I have 3 different dataframes that represents layers of geo boundaries of cities, counties, and states respectively.
Df1 (Polygon column is for the city boundaries)
City ID | City | County ID | County | State ID | State | geometry
12345 123 12 POLYGON (0.0,…..)
Df 2 (Polygon column is for the county boundaries)
County ID | County | State ID | State | geometry
475 47 POLYGON (0.0, …..)
Df 3 (Polygon column is for the State boundaries)
State ID | State | geometry
25 POLYGON (0.0, …..)
I want to create a tree like data structure in JSON format that looks like the following :
State 1 (ID, Name, Polygon(…))
├── County 1 (ID, Name, Polygon(…))
└── City 1 (ID, Name, Polygon(…))
└── County 2
└── City 1
└── City 2
└── City 3
State 2
├── County 1
└── City 1
└── County 2
└── City 1
Etc …
The goal is to be able to search any level of hierarchy and display the corresponding polygone , whether its of the city , the county or the state
What is the way to proceed? How to create nested values and structure the JSON format starting from pandas dataframe.
Is tree like data structure is the right one ? Should I create an adjacency list ? How ?
Many thanx
A tree like data structure can be created in JSON format using following code with Pandas:
import pandas as pd
import json
# Example DataFrames
df1 = pd.DataFrame({
'City ID': [12345],
'City': ['City 1'],
'County ID': [123],
'County': ['County 1'],
'State ID': [12],
'State': ['State 1'],
'geometry': ['POLYGON (0.0, …)']
})
df2 = pd.DataFrame({
'County ID': [123],
'County': ['County 1'],
'State ID': [12],
'State': ['State 1'],
'geometry': ['POLYGON (0.0, …)']
})
df3 = pd.DataFrame({
'State ID': [12],
'State': ['State 1'],
'geometry': ['POLYGON (0.0, …)']
})
# Step 1: Merge DataFrames
df_merged = df1.merge(df2, on=['County ID', 'State ID', 'State'], how='left').merge(df3, on=['State ID', 'State'], how='left')

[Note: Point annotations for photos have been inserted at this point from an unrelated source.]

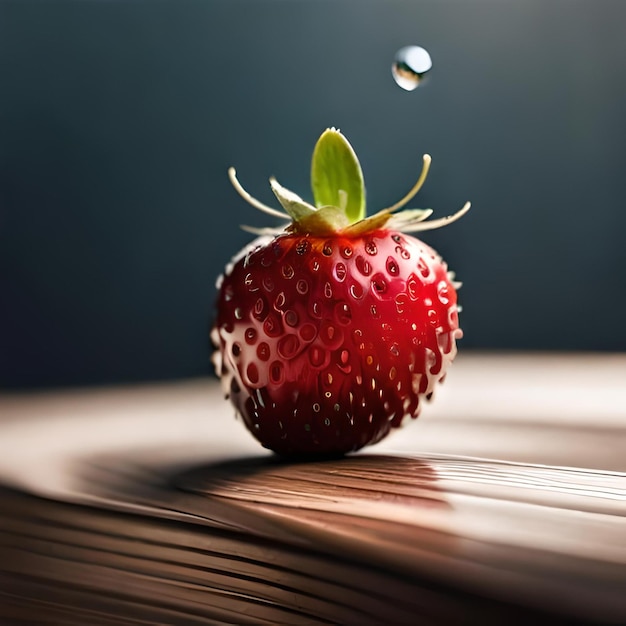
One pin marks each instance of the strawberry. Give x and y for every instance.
(330, 331)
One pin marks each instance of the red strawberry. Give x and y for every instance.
(329, 333)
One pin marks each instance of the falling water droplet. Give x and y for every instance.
(410, 66)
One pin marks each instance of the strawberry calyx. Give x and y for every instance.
(339, 195)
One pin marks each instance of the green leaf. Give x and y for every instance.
(336, 176)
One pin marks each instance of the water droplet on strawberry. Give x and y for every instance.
(410, 66)
(260, 309)
(343, 314)
(316, 309)
(272, 326)
(250, 335)
(288, 346)
(403, 252)
(442, 292)
(302, 287)
(252, 373)
(363, 265)
(370, 248)
(392, 266)
(401, 302)
(302, 247)
(340, 272)
(413, 287)
(277, 372)
(250, 283)
(308, 332)
(331, 335)
(317, 356)
(379, 284)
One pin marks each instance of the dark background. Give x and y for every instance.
(118, 121)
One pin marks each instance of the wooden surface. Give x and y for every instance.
(504, 503)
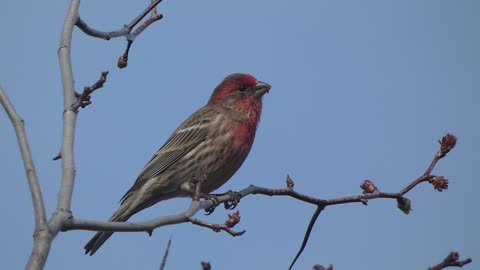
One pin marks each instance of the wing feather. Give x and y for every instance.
(182, 141)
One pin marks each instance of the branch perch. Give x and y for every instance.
(451, 260)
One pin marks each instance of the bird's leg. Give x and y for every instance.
(198, 194)
(232, 203)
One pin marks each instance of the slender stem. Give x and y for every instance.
(18, 124)
(69, 116)
(144, 13)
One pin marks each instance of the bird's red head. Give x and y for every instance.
(239, 86)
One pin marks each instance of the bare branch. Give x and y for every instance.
(451, 260)
(42, 235)
(144, 13)
(232, 221)
(206, 266)
(165, 256)
(83, 99)
(127, 29)
(18, 124)
(82, 25)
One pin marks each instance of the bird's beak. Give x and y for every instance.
(261, 88)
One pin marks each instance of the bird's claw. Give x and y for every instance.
(235, 199)
(215, 203)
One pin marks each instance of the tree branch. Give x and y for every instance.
(165, 255)
(451, 260)
(18, 124)
(126, 30)
(42, 234)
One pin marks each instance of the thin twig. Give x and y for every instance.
(451, 260)
(165, 255)
(142, 15)
(446, 144)
(126, 30)
(83, 99)
(215, 227)
(18, 124)
(82, 25)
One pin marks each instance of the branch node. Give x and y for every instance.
(439, 183)
(368, 187)
(290, 183)
(404, 204)
(446, 144)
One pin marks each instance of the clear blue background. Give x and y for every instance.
(360, 90)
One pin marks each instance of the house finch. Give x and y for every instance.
(213, 142)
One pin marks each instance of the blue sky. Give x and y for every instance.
(360, 90)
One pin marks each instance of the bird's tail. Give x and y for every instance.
(121, 215)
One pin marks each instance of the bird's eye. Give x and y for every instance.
(242, 88)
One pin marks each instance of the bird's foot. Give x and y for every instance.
(233, 202)
(215, 203)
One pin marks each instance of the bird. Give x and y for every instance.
(212, 143)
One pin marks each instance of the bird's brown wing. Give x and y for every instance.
(187, 136)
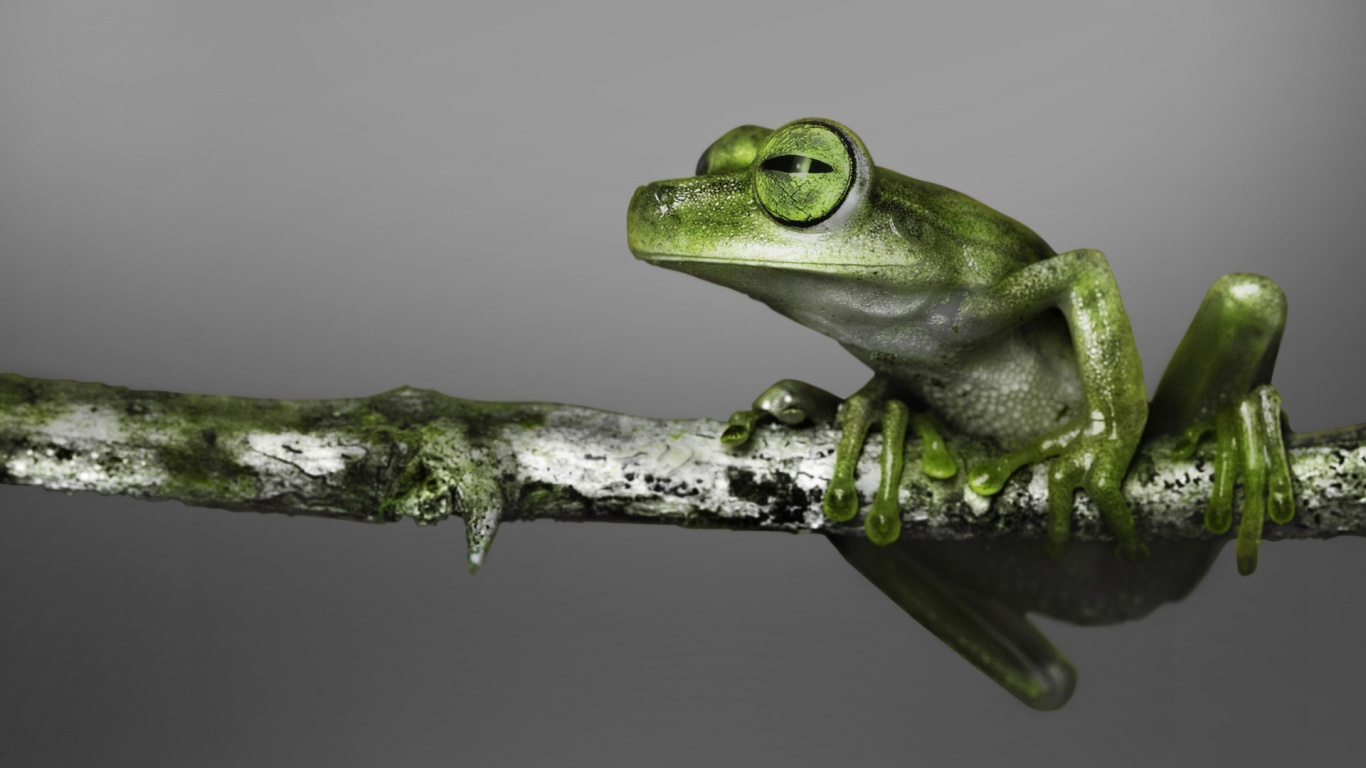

# Step 2: Build nested dictionary representing the tree structure
tree_dict = {}
for _, row in df_merged.iterrows():
state_id = row['State ID']
state_name = row['State']
county_id = row['County ID']
county_name = row['County']
city_id = row['City ID']
city_name = row['City']
polygon = row['geometry']
# Add state to the tree dictionary if it doesn't exist
if state_id not in tree_dict:
tree_dict[state_id] = {
'ID': state_id,
'Name': state_name,
'Polygon': polygon,
'Counties': {}
}
# Add county to the tree dictionary if it doesn't exist
if county_id not in tree_dict[state_id]['Counties']:
tree_dict[state_id]['Counties'][county_id] = {
'ID': county_id,
'Name': county_name,
'Polygon': polygon,
'Cities': {}
}
# Add city to the tree dictionary
tree_dict[state_id]['Counties'][county_id]['Cities'][city_id] = {
'ID': city_id,
'Name': city_name,
'Polygon': polygon
}
# Step 3: Convert nested dictionary to JSON format
json_data = json.dumps(tree_dict, indent=4)
# Print the JSON data
print(json_data)
This code merges the given DataFrames based on the shared ID columns (City ID, County ID, State ID) to create a unified DataFrame. It then builds a nested dictionary structure representing the tree hierarchy, starting from the state level down to the city level. Finally, it converts the nested dictionary into JSON format using the json.dumps() function.
The resulting JSON structure follows the desired tree-like format, where states have nested counties, and counties have nested cities. Each level of the tree contains the relevant ID, Name, and Polygon information.